Mr. Azaroff specifically cited climate migration as a way that architects can help prepare communities for a “hotter, wetter world.” He also calls for architects to lead “new and innovative systems” that are merging and catalyzing national and global change related to “fragile, ineffective, and inequitable” systems of our cities and nations.
He received a Bachelor of Geography from the University of Nebraska and a B.Arch from Pratt Institute. For more on Mr. Azaroff’s goals as AIA At-large Director, check out two video speeches he made prior to his election. They are here and here.
Resolutions and Bylaws
Resolution Approved by the Delegates
Resolution 22-1: International Associate Emeritus Status, sponsored by AIA California and AIA Orange County: International Associate members are those individuals without architectural licenses from a U.S. licensing authority who meet a specific set of membership requirements. The intent of the resolution is to provide International Associate members the same privileges as AIA and Associate AIA members; that is, that provided they meet the requirements for Emeritus membership, International Associate members should be able to apply for this category of AIA membership. With the delegates’ approval of this resolution, an amendment to the Bylaws will presented at the 2023 Annual Meeting. The resolution passed with 4893 votes in favor and 36 votes against (with 12 abstentions).
Bylaw Amendments Approved by the Delegates
Bylaws Amendment 22-A, Clarity Regarding College of Fellows: ensured clarity and consistency between the two legal entities, The College of Fellows, which is an AIA membership body, and the College of Fellows Fund., Inc. (“COF Fund”), which is a separate corporate entity and a 501(c)(3) tax exempt organization distinct from the AIA. By deleting language in Sections 1.21 and 1.22 of AIA’s Bylaws, an inadvertent inconsistency will be prevented between the AIA Bylaws and the COF Fund’s bylaws. This Bylaw passed with 5132 votes in favor and 3 votes against (with 10 abstentions).

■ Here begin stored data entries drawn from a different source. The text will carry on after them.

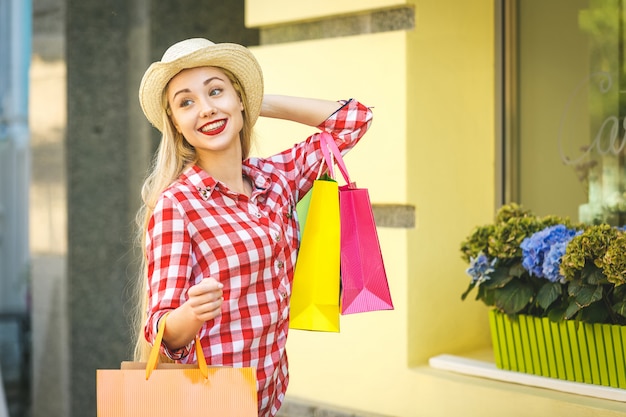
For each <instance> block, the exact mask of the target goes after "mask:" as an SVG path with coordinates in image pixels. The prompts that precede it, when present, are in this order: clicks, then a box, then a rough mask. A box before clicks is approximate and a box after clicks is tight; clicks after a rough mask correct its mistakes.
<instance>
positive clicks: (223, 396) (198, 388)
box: [96, 317, 258, 417]
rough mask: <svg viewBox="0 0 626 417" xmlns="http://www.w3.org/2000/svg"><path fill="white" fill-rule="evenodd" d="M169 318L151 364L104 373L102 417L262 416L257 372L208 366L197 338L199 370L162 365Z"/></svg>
mask: <svg viewBox="0 0 626 417" xmlns="http://www.w3.org/2000/svg"><path fill="white" fill-rule="evenodd" d="M164 330H165V317H163V318H162V319H161V323H160V324H159V332H158V334H157V338H156V340H155V342H154V346H153V348H152V352H151V354H150V358H149V360H148V362H147V363H142V362H123V363H122V366H121V369H98V370H97V371H96V377H97V382H96V385H97V410H98V417H171V416H209V415H211V416H220V417H258V404H257V391H256V372H255V370H254V369H253V368H230V367H207V364H206V360H205V358H204V354H203V353H202V346H201V345H200V340H199V338H198V337H196V350H197V357H198V365H180V364H159V366H158V367H157V360H158V354H159V347H160V345H161V340H162V338H163V332H164Z"/></svg>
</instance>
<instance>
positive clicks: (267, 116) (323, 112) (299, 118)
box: [261, 94, 342, 127]
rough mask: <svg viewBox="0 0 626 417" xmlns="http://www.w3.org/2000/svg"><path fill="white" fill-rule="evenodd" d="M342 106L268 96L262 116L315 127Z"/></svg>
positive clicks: (304, 98) (269, 94) (265, 101)
mask: <svg viewBox="0 0 626 417" xmlns="http://www.w3.org/2000/svg"><path fill="white" fill-rule="evenodd" d="M341 106H342V104H341V103H338V102H336V101H330V100H319V99H315V98H304V97H291V96H281V95H273V94H266V95H264V96H263V103H262V105H261V116H263V117H271V118H274V119H284V120H291V121H293V122H297V123H302V124H305V125H309V126H313V127H315V126H318V125H319V124H320V123H322V122H323V121H324V120H326V119H327V118H328V117H329V116H330V115H331V114H333V113H334V112H335V111H337V109H339V108H340V107H341Z"/></svg>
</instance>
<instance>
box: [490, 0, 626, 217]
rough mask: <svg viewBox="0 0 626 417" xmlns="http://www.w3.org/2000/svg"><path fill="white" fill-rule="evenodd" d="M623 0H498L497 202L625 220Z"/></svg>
mask: <svg viewBox="0 0 626 417" xmlns="http://www.w3.org/2000/svg"><path fill="white" fill-rule="evenodd" d="M624 1H625V0H501V2H500V3H499V4H500V6H501V10H500V12H501V13H502V22H503V23H502V39H503V43H502V47H501V51H502V62H503V69H502V103H503V105H502V138H503V142H502V143H503V145H502V164H501V166H502V172H503V177H502V178H503V179H502V187H501V198H500V199H501V202H503V203H504V202H509V201H515V202H519V203H521V204H522V205H523V206H524V207H525V208H527V209H531V210H532V211H533V212H534V213H535V214H538V215H547V214H554V215H560V216H569V217H570V218H571V219H572V220H574V221H577V220H580V221H585V222H588V223H591V222H609V223H611V224H624V223H626V197H625V192H626V163H625V161H624V155H625V152H624V147H625V145H626V135H625V133H624V130H625V129H624V126H625V125H626V119H625V116H626V96H625V93H626V77H625V75H624V71H623V67H624V50H623V41H624Z"/></svg>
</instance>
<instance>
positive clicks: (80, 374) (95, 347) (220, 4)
mask: <svg viewBox="0 0 626 417" xmlns="http://www.w3.org/2000/svg"><path fill="white" fill-rule="evenodd" d="M66 1H67V3H66V4H67V7H66V58H67V81H68V125H67V176H68V188H67V199H68V263H67V265H68V285H67V288H68V297H67V298H68V320H69V327H68V328H69V350H70V354H69V358H70V365H69V366H70V373H69V379H70V382H69V384H70V389H69V390H70V400H69V401H70V407H69V409H70V412H71V416H75V417H77V416H80V417H83V416H95V415H96V406H95V404H96V389H95V377H96V369H98V368H117V367H119V364H120V362H121V361H122V360H127V359H129V358H130V355H131V350H132V346H131V340H130V322H129V316H130V313H131V311H132V308H133V306H132V305H131V302H132V289H131V288H132V285H134V283H135V281H136V279H137V278H136V270H135V262H134V256H135V254H136V252H133V241H132V236H133V232H134V223H133V218H134V215H135V212H136V210H137V207H138V203H139V197H140V196H139V187H140V184H141V182H142V179H143V175H144V173H145V170H146V167H147V163H148V161H149V160H150V158H151V152H152V150H153V149H154V148H155V147H156V144H157V140H155V138H158V134H157V133H156V130H154V129H152V128H150V127H149V126H147V122H146V121H145V119H144V118H143V115H142V114H141V111H140V110H139V105H138V102H137V89H138V86H139V80H140V78H141V75H142V74H143V71H144V70H145V68H147V65H148V64H149V62H151V61H153V60H155V59H158V58H160V57H161V55H162V53H163V51H164V50H165V48H166V47H167V46H169V44H171V43H173V42H175V41H178V40H180V39H183V38H187V37H193V36H204V37H208V38H210V39H212V40H213V41H216V42H224V41H231V42H239V43H244V44H255V43H257V40H258V34H257V32H256V31H248V30H245V28H244V25H243V21H244V18H243V16H244V14H243V11H244V1H243V0H237V1H228V2H223V1H221V0H211V1H207V0H204V1H203V0H107V1H102V0H66Z"/></svg>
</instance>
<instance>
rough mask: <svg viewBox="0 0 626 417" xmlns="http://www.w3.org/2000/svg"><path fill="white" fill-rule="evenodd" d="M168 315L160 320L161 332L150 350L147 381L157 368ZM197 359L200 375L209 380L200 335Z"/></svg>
mask: <svg viewBox="0 0 626 417" xmlns="http://www.w3.org/2000/svg"><path fill="white" fill-rule="evenodd" d="M168 314H169V313H165V315H163V317H161V320H159V330H158V332H157V335H156V338H155V339H154V344H153V345H152V350H150V357H149V358H148V363H147V364H146V380H148V378H150V375H151V374H152V371H154V370H155V369H156V367H157V362H158V359H159V351H160V348H161V342H163V334H164V333H165V319H166V318H167V316H168ZM196 357H197V358H198V368H200V373H201V374H202V376H203V377H205V378H208V377H209V370H208V367H207V364H206V358H205V357H204V351H203V350H202V344H200V338H199V337H198V335H196Z"/></svg>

Bylaws Amendment 22-B, Endorsements: states that AIA shall not “sponsor or endorse any enterprise whether public or private, operated for profit, and no officer, director, Strategic Council member, committee member, or employee of the Institute can approve, sponsor, or endorse any material of construction or any method or manner of handling, using, distributing, or dealing in any material or product." AIA has evolved substantially since this language was added the Bylaws in 1935. Since then, the absolute proscriptions in Section 1.3 no longer align with how nonprofit membership associations operate, given the common practice of establishing strategic partnerships, affinity arrangements, and the like. This Bylaw passed with 3134 votes in favor and 1381 votes against (with 226 abstentions).
Bylaws Amendment 22-C, Publications: provides flexibility in materials that are provided to members, ensuring access to documents, periodicals, and literature from the Institute and from the component(s) to which they belong. This Bylaw passed with 4829 votes in favor and 282 votes against.